絶望

「お兄ちゃんを!!返して!!」

 セレェナは、更なる魔力の上昇に、はじき出されそうになった。背後からトレトーの声が響いた。なぜだか消え入りそうな声だが、セレェナには感じ取れる。

「セレェナ……そのキャノピーを閉めさせるな」

 彼女も直観でそれを感じていた。暴走の原因、彼女の心の殻の具現化そのもの、それがこの”ゴリエテ”である予感がしたのだ。セレェナは、刃の欠けたサーベルをキャノピーに突き刺した、魔力をこめると、それはガッチリと固定されたのだった。


 トレトーがいう。

「時間を稼いでくれ……我が、戦う」

「トレトー!!駄目よ!!」

「いや……我が招いた種だ……」

「……」

 どのみち、時間を稼ぐほかはなかった。セレェナは悪魔を単独で払えるほど力はない。もしそれがあるなら、すでにエクソシスト機関からスカウトを受けているはずだ。時間を稼ぐ?しかし……

《ミシミシ……ミシ》

 すでに、サーベルは悲鳴を上げている。
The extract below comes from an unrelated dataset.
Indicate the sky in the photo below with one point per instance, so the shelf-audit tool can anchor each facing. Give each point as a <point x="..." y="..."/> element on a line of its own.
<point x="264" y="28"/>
さらにニリィはサーベルをみつけ、手をかけようとした、何をおもったか、セレェナはその手をサーベルの一部を変形させ、きりつけた。

《ピシュッ》

「うわああああああ!!」

 暴れまわる巨体の”ゴリエテ”左右に、前後不覚になるように、まるでバランスをうしなった重機のように、ふりまわされるセレェナ、右手が一瞬、ゴリエテのコクピットから離れた。

(まずい!!)

 その瞬間だった。ベンQが帽子から腕だけを生成したのだ。木でできた、小枝がからみついた手が、キャノピーの端をつかみ、そしてセレェナの手を掴むと、またキャノピーにしがみつかせた。

「ベンQ、ありがとう」

「いいえ……こちらこそ、あなたはこれからのトレトー様にとって、大事なキーなのですから」

 セレェナはニリィの様子をみた。サーベルはまだ持ちこたえていて、ニリィはそれにきづいて、左手を

差し出そうとしていた。そしてセレェナはそれを狙っていた。

「ニリィ!!!」

 キャノピーの閉じる勢いが増し、サーベルが鈍い音をたてて割れた。その瞬間、セレェナはニリィの指を掴んだ。

「あなたの手がどうなってもいいの!!」

「もう!!何もかもどうでもい!!」

「それじゃあ、あなたの指輪が壊れてもいいのね」

「!!!!」

 その瞬間、ニリィはゴーグルを外して自分の手をみた。

「大切なものなんじゃないの?それと、大切ついでに、あなたに疑問があるんだけど、さっきの”告発状”どうして、ふたつとも"ベンQ"の名がないのかしら?」

『!!!』

 ベンQとニリィが同時に驚いた。

「あなた、人間を見下している、魔族も見下しているようだけど、本当にそうなのかしら?ベンQの事、本当はトレトーと同じように大事なんじゃないの」

「違う……」

「それなのに、あなた、トレトーの仲間を傷つけてもいいの?あなたの目の前にいるみんな、トレトーの仲間よ」

「……」

 そして、セレェナが言葉を畳みかけようとした瞬間だった。